Add message queue to transaction `ingest` engine #2035

jordanschalm · 2022-02-19T00:28:16Z

This PR adds a message queue to the ingest engine to avoid blocking network layer threads when processing transactions.

Uses ComponentManager in ingest engine
Replace ProcessLocal with typed ProcessTransaction for accepting transactions from local source
Update ingress RPC server component
- Move to engine/collection/rpc, for consistency with the Access node RPC engine
- Define typed Backend for transaction processor dependency (the ingest engine) rather than a generic network.Engine)

* implement Component * use LifecycleManager

codecov-commenter · 2022-02-22T22:18:33Z

Codecov Report

Merging #2035 (4f30a46) into master (8e7dd3a) will decrease coverage by 0.02%.
The diff coverage is 43.90%.

@@            Coverage Diff             @@
##           master    #2035      +/-   ##
==========================================
- Coverage   56.99%   56.96%   -0.03%     
==========================================
  Files         635      635              
  Lines       36978    37038      +60     
==========================================
+ Hits        21076    21100      +24     
- Misses      13250    13278      +28     
- Partials     2652     2660       +8

Flag	Coverage Δ
unittests	`56.96% <43.90%> (-0.03%)`	⬇️

Flags with carried forward coverage won't be shown. Click here to find out more.

Impacted Files	Coverage Δ
module/component/component.go	`40.47% <ø> (ø)`
engine/collection/rpc/engine.go	`13.95% <7.14%> (ø)`
engine/collection/ingest/engine.go	`61.72% <48.14%> (-14.00%)`	⬇️
engine/collection/ingest/config.go	`100.00% <100.00%> (ø)`
...s/hotstuff/votecollector/staking_vote_processor.go	`89.47% <0.00%> (-3.51%)`	⬇️
consensus/hotstuff/eventloop/event_loop.go	`68.29% <0.00%> (-2.44%)`	⬇️
fvm/handler/contract.go	`75.32% <0.00%> (ø)`
...sus/approvals/assignment_collector_statemachine.go	`47.11% <0.00%> (+4.80%)`	⬆️

Continue to review full report at Codecov.

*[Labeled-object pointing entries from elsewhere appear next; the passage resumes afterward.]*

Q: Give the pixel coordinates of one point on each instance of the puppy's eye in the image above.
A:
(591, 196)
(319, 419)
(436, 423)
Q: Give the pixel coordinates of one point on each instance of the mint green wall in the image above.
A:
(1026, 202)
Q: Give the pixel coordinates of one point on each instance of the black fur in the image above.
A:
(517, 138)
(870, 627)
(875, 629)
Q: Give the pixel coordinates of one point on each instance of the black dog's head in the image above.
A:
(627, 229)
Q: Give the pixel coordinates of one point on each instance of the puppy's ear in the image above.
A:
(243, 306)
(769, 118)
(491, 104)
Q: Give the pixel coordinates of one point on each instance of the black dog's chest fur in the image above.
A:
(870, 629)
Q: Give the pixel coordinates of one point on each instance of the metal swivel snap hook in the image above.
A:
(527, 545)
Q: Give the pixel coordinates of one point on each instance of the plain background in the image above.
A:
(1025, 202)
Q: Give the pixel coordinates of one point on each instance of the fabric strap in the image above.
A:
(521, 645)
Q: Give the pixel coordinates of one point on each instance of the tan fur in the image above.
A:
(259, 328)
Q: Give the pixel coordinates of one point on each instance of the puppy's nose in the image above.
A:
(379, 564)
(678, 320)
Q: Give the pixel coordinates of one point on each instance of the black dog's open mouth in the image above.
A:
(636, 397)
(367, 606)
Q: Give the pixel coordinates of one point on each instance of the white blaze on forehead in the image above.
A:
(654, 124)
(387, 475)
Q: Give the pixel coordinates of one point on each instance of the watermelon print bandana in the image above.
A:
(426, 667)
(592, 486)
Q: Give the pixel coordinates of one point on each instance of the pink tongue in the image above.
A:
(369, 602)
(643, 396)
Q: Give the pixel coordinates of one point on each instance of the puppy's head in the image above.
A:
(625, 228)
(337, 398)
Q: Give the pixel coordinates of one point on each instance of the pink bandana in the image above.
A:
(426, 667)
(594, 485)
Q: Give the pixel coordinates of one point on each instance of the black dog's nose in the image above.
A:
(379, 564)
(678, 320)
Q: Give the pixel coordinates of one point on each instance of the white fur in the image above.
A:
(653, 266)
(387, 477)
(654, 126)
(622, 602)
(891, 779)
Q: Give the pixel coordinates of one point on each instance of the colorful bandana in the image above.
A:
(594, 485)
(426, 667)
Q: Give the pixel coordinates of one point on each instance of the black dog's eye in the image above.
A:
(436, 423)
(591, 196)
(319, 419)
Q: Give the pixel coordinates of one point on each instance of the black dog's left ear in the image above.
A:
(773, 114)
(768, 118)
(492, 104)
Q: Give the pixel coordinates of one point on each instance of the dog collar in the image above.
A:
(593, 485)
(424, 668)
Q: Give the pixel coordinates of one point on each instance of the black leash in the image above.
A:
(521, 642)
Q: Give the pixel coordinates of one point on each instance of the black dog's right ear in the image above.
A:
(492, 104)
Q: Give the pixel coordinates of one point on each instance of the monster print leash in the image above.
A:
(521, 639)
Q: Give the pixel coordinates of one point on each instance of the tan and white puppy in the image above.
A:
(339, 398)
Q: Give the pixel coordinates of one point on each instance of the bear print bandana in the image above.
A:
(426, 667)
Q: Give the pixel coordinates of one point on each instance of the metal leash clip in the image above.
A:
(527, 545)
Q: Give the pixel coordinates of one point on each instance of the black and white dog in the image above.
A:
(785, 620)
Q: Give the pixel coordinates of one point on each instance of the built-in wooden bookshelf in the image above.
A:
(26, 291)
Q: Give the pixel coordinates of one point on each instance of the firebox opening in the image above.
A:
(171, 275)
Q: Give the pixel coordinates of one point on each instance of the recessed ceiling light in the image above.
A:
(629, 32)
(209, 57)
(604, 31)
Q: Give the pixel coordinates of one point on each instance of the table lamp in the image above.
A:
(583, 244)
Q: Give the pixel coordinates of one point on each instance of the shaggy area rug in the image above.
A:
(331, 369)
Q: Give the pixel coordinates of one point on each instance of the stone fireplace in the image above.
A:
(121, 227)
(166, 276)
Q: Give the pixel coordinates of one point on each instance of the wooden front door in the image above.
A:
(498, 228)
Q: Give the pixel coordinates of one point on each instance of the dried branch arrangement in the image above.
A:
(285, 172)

Legend - Click here to learn more
Δ = absolute <relative> (impact), ø = not affected, ? = missing data
Powered by Codecov. Last update 8e7dd3a...4f30a46. Read the comment docs.

zhangchiqing

Looks good

engine/collection/ingest/engine.go

…go into jordan/6164-ln-ingest-msg-q

engine/collection/ingest/engine.go

synzhu · 2022-02-23T21:33:35Z

engine/collection/ingest/engine.go

+	queue, err := fifoqueue.NewFifoQueue(
+		fifoqueue.WithCapacity(int(config.MaxMessageQueueSize)),
+		fifoqueue.WithLengthObserver(func(len int) {
+			mempoolMetrics.MempoolEntries(metrics.ResourceTransactionIngestQueue, uint(len))
+		}),
+	)


general question: Any reason we seem to prefer using fifoqueue in the codebase for this sort of thing? Aside from maybe the fact that it allows you to register a length observer?

I think in most cases buffered channels serve this purpose just as well, if not better (allows multiple consumers to consume from it at once), and it is simpler because you don't have to manually trigger the Notifier.

The only main benefit I see of using fifoqueue is that it could allow for a potentially infinitely growing queue, meaning we don't need to drop requests because of reaching capacity.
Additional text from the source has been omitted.